Note that the trial design is not handled at all by this package, and we recommend the use of {speed} or {FielDHub} for creating small plot trial designs.
Mathematical Background
Let:
\[\begin{equation*} y = X b + Z u + e \end{equation*}\]
Where
- \(y \in \mathbb{R}^{n}\) is the vector of observations.
- \(b \in \mathbb{R}^{p}\) is the vector of fixed effects.
- \(X \in \mathbb{R}^{n \times p}\) is the design matrix for the fixed effects.
- \(u \in \mathbb{R}^{q}\) is the vector of random effects.
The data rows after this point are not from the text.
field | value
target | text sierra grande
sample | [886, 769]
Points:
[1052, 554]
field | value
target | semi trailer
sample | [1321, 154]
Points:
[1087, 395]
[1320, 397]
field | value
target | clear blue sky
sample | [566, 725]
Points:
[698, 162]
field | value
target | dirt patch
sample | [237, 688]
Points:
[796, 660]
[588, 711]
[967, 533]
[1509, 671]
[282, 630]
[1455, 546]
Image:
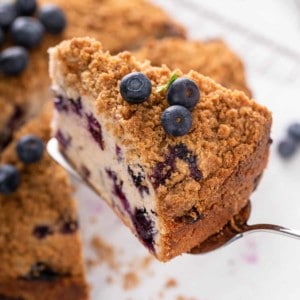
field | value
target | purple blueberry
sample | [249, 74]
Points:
[27, 32]
[30, 149]
[95, 130]
[9, 179]
[26, 7]
[41, 271]
[60, 104]
[144, 227]
[294, 131]
[119, 153]
[63, 140]
[42, 231]
[76, 106]
[8, 13]
[183, 92]
[69, 226]
[164, 170]
[287, 148]
[13, 61]
[138, 179]
[176, 120]
[53, 18]
[135, 87]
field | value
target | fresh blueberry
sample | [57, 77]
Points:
[53, 18]
[135, 87]
[8, 13]
[144, 227]
[27, 32]
[2, 37]
[30, 149]
[287, 148]
[294, 131]
[176, 120]
[185, 92]
[26, 7]
[9, 179]
[13, 61]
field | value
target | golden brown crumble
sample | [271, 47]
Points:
[211, 58]
[229, 138]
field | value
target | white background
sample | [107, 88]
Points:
[266, 34]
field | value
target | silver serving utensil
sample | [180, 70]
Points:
[237, 229]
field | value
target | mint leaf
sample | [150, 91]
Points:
[164, 87]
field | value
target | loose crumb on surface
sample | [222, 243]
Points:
[104, 252]
[130, 281]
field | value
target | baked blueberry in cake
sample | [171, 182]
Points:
[211, 58]
[40, 247]
[175, 180]
[29, 28]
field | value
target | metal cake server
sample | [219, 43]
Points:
[237, 229]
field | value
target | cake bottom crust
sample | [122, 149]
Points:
[60, 289]
[228, 231]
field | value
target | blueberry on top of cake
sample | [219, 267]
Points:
[40, 247]
[172, 191]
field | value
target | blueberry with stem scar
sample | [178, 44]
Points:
[176, 120]
[53, 18]
[135, 87]
[30, 149]
[185, 92]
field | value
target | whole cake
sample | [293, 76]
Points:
[119, 24]
[174, 169]
[40, 246]
[212, 58]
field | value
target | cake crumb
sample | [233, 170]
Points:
[104, 252]
[180, 297]
[171, 283]
[109, 280]
[130, 281]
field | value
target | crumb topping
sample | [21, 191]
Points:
[212, 58]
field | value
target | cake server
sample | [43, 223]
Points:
[238, 230]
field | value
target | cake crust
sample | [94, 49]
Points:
[40, 244]
[215, 165]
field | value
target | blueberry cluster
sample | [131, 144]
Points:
[26, 25]
[288, 146]
[29, 150]
[182, 94]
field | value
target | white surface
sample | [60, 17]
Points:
[267, 35]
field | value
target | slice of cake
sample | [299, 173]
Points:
[119, 24]
[40, 247]
[174, 175]
[211, 58]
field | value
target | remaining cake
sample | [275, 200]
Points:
[173, 192]
[119, 24]
[211, 58]
[40, 247]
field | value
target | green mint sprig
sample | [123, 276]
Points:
[164, 87]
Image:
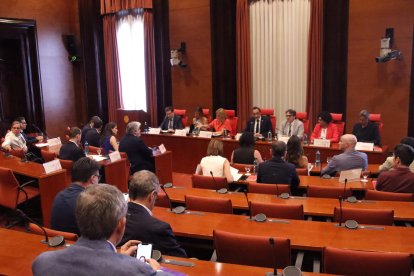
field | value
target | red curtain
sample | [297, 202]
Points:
[114, 6]
[315, 62]
[244, 82]
[112, 66]
[150, 65]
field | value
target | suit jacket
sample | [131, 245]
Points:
[331, 133]
[147, 229]
[177, 123]
[93, 138]
[139, 155]
[265, 125]
[89, 257]
[277, 171]
[70, 151]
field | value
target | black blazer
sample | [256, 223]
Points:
[70, 151]
[177, 123]
[265, 125]
[277, 171]
[147, 229]
[139, 155]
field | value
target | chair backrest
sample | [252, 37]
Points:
[303, 116]
[337, 120]
[272, 189]
[365, 216]
[328, 192]
[208, 204]
[67, 165]
[9, 191]
[270, 112]
[48, 156]
[52, 233]
[183, 114]
[260, 252]
[353, 262]
[276, 210]
[207, 182]
[378, 195]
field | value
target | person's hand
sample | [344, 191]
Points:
[129, 247]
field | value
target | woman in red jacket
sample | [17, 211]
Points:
[325, 129]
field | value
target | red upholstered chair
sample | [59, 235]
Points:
[366, 216]
[48, 156]
[337, 120]
[272, 189]
[260, 253]
[183, 114]
[363, 263]
[67, 165]
[52, 233]
[378, 195]
[276, 210]
[303, 116]
[271, 113]
[376, 118]
[207, 182]
[207, 204]
[328, 192]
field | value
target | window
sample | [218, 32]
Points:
[130, 38]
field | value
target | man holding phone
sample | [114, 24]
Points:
[100, 212]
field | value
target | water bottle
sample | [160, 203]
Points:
[86, 148]
[318, 158]
[269, 136]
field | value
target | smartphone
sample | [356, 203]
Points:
[144, 251]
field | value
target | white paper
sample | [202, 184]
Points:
[162, 148]
[154, 130]
[205, 134]
[52, 166]
[114, 156]
[364, 146]
[323, 143]
[352, 175]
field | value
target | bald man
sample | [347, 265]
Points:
[349, 159]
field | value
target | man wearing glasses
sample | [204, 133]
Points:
[85, 172]
[291, 126]
[14, 138]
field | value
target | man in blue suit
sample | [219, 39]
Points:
[100, 213]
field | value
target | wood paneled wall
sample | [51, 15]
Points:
[381, 88]
[190, 23]
[62, 83]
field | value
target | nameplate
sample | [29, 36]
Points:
[205, 134]
[54, 142]
[52, 166]
[323, 143]
[283, 139]
[154, 130]
[180, 132]
[352, 175]
[364, 146]
[114, 156]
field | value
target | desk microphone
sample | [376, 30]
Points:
[52, 242]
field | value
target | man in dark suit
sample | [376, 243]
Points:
[71, 150]
[139, 155]
[141, 225]
[171, 121]
[89, 126]
[276, 170]
[85, 172]
[257, 124]
[93, 136]
[100, 213]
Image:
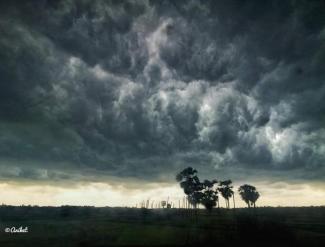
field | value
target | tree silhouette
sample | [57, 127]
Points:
[249, 194]
[191, 185]
[209, 196]
[225, 188]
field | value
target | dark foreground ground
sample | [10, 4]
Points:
[88, 226]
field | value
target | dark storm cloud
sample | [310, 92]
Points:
[143, 88]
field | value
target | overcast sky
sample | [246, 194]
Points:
[130, 92]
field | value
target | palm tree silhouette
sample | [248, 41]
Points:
[249, 194]
[225, 188]
[191, 185]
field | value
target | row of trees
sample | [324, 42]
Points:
[207, 192]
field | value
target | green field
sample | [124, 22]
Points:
[89, 226]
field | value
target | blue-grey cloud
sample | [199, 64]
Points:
[145, 88]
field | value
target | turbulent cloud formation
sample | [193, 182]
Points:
[144, 88]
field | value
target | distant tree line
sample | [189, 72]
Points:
[207, 192]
- \(Z \in \mathbb{R}^{n \times q}\) is the design matrix for the random effects.
- \(e \in \mathbb{R}^{n}\) is the vector of residuals.
It is assumed that the vectors \(u\) and \(e\) are independent, and their joint distribution is a multivariate Gaussian described by:
\[\begin{equation*} \begin{bmatrix} u \\ e \end{bmatrix} \sim N \bigg( \begin{bmatrix} 0 \\ 0 \end{bmatrix} , \begin{bmatrix} G & 0 \\ 0 & R \end{bmatrix} \bigg) \end{equation*}\]
Where \(G\) and \(R\) are covariance matrices for \(u\) and \(e\) and are functions of the variance parameters \(\sigma_g\) and \(\sigma_r\), and finally the dependent variable \(y\) is described by:
\[\begin{equation*} y \sim N \big( X b , Z G Z^\intercal + R \big) \end{equation*}\]
These \(G\) and \(R\) covariance matrices, or covariance structures, are very important. These represent the way the random effects and the residuals behave, and \(\sigma_g\) and \(\sigma_r\), the covariance structure parameters are the things we try and estimate when we use ASReml.
In the case of independent and identically distributed (IID) residual structures, the residual covariance parameter \(\sigma_r\) will be some variance component \(\sigma_e^2\).
Exploratory Data Analysis
After gathering data from an experiment, it is useful to perform an exploratory data analysis on the raw data, and for this you will likely use a combination of tidyverse and gplot2 for this, to visualise outliers, the data distribution, etc. in order to get a preliminary grasp of what you are working with, and to observe the data for any issues that will hinder the actual analysis. As an assistance with this process, the function exploratory_table is provided.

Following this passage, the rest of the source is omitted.